Doç. Dr. Şafak Nakajima
Bizler toplumsal varlıklarız ve insanlarla ilişkilerimizi sürdürmeye muhtacız. Onlarla iş birliği yaparken, karşılıklı dürüstlük ve güvene ihtiyaç duyarız. Ancak insanların kişisel çıkarları için başkalarını kandırmaya meyilli olduğu gerçeğiyle eninde sonunda yüzleşir, daha da kötüsü, kendimizin de zaman zaman bunu yaptığımızı hayretle ve üzüntüyle fark ederiz.
Kandırmaca bizim türümüze özgü bir durum değildir üstelik. Örneğin, guguk kuşunu çoğunuz guguklu saat ile tanırsınız ama onun, üçkağıtçılığın kitabını yazacak bir kuş olduğunu büyük olasılıkla bilmezsiniz.
Guguk kuşunun dişileri, yumurtalarını diğer dişilerin yuvalarına bırakmaları ve ardından olay yerinden kaçmalarıyla ünlüdür. Hanımefendi, yumurtalarını kendi yuvasına bırakmak, oturup ısıtmak ve çıkan yavrularını beslemek yerine, tüm bunları delege etmeyi yani başkalarının sırtına yıkmayı tercih eder. Yumurtlayacağı zaman incir kuşunun yuvasını gözetler ve incir kuşu yem bulmak için havalandığında usulca onun yuvasına yumurtalarını bırakır. Hatta kendisininkilere yer açmak için incir kuşunun yumurtalarını yuvadan atar. Olan bitenden habersiz yuvasına dönen incir kuşu, guguk kuşunun yumurtalarını ısıtmakla kalmaz, çıkan bebişleri içgüdüsel olarak besler; bu yavrular kendisininkilere hiç benzemese de… Guguk kuşu ise yavrularını büyütmek yerine, enerjisini başka alanlarda kullanır.

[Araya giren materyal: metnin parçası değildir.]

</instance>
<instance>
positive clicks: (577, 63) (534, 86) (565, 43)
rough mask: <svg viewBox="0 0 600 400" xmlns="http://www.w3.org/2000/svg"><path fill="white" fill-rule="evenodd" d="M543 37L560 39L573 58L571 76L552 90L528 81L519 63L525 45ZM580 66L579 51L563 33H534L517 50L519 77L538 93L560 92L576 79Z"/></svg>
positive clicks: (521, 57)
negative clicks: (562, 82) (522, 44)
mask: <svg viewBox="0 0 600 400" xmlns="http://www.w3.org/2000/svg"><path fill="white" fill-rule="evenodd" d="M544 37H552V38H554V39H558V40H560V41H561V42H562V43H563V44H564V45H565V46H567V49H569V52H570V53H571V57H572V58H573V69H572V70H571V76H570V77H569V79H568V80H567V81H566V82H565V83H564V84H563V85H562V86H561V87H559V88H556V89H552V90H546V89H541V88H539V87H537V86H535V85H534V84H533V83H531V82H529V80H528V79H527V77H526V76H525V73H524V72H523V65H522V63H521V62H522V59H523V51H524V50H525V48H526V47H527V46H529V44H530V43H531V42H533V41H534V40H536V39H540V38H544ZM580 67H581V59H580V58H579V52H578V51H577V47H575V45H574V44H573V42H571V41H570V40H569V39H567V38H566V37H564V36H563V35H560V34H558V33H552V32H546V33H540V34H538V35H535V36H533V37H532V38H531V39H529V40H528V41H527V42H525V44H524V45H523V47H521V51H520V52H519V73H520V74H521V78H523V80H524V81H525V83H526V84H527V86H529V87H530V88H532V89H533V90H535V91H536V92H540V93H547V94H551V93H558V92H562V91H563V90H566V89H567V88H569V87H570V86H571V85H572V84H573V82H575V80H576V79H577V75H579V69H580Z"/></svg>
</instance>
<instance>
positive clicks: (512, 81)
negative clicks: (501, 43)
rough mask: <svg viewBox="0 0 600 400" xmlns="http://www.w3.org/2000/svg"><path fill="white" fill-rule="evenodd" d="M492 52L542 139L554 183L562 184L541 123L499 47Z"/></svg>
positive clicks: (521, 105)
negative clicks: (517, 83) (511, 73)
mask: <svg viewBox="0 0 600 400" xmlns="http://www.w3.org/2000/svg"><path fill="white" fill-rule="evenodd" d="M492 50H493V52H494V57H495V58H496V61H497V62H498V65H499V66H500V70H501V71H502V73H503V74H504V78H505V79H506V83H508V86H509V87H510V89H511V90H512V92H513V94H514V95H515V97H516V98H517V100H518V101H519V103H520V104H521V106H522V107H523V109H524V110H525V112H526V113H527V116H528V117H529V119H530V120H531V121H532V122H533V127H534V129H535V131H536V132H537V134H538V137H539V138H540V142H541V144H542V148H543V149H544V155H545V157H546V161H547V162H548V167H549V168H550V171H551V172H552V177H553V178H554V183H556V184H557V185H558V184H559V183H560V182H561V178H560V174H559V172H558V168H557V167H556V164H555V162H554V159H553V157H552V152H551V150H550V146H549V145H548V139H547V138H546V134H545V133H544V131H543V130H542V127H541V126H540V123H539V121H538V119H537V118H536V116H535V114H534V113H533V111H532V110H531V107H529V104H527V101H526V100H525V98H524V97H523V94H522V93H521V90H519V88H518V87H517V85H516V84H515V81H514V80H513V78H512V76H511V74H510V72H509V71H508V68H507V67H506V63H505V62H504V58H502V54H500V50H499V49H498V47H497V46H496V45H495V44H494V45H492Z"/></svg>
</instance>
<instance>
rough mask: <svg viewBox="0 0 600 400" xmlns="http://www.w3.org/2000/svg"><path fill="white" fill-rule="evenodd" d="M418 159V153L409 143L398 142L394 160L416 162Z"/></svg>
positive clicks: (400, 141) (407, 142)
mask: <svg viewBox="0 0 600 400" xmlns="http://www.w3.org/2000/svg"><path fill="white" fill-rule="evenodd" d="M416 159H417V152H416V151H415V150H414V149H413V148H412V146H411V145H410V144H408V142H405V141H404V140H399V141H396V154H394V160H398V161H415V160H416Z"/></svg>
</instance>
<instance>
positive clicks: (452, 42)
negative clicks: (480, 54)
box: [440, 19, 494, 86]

Üçkağıtçılık sergileyen başka türler de vardır. Örneğin, bazı maymunlar, yakınlarda tehlikeli bir avcı varmış gibi sahte çığlıklar atarak diğer maymunları kaçırıp onların yiyeceklerine çöker. Emory Üniversitesi’nden primatolog Frans de Waal, şempanze Yeroen’in, yalnızca büyük rakibi Nikkie’nin yanında topalladığı ve bu sahte topallamayla onun kendisine acımasını amaçladığını anlatır.
Guguk kuşunun başka kuşların saflık ve iyi niyetini nasıl sömüreceğini çözmesi gibi içimizden bazıları da zordaki insanlara hissettiğimiz merhameti çözerek, dolandırıcılık amaçlı yardım talepleriyle bizi sömürür.
Üçkağıtçılık eğilimi doğuştan gelir ve gelişmiş düşünce kapasitesiyle planlama becerisi birleştiğinde ortaya çıkar. Yani aldatma gelişimsel bir kilometre taşıdır. Ve genellikle başarılıdır. Çoğu kez tespit edilmez.
Bazen ilişkilerin devamı, küçük aldatmalara bağlıdır. Örneğin, “Bluzun çok yakışmış.” veya “Seni gördüğüm için çok mutluyum” gibi aslında öyle hissetmediğiniz şeylerin tersini söylediğinizi düşünün bir an!
Araştırmalara göre, gençlerin %86’sı düzenli olarak ebeveynlerine, çiftlerin ise %69’u, eşlerine yalan söyler. 18 yaş ve üzeri kişilerin yaklaşık %60’ı her on dakikada bir yalan söylemeden sohbet edemez.
İşin ilginç yanı, cinsiyetler arasında yalan söyleme eğiliminin farklılık göstermesidir. Erkekler günde yaklaşık altı kez, kadınlar ise günde ortalama üç kez yalan söyler. Kadınlar, insanları daha iyi hissettirmek için yalan söylerken, erkeklerin yalanları daha çok kendilerini daha iyi ve güçlü gösterme amacını taşır.
Politikacılardaki üçkağıtçılık oranlarına girmiyorum bile… Onu araştırıcılar değil, ancak yapay zekâ hesaplayabilir.
Uzun lafın kısası, üçkağıtçılık kanımızda var. Yani, aramızda bazı küçük farklılıklar olsa da kandırmaca canlı yaşamının ayrılmaz bir parçasıdır. Çünkü üçkağıtçılık, biz dahil tüm canlı türlerinin hayatta kalması ve devamında da önemli bir rol oynar. Bunca gelenek, töre, yasa, din boşuna mı var? Kendimizi üçkağıtçılardan korumamız gerekiyor!
Siz her ne kadar “Ben asla yalan söylemem, kimseyi kandırmam!” deseniz de bu sözünüzle, bu tartışmasız gerçeği bir kez daha doğruluyorsunuz.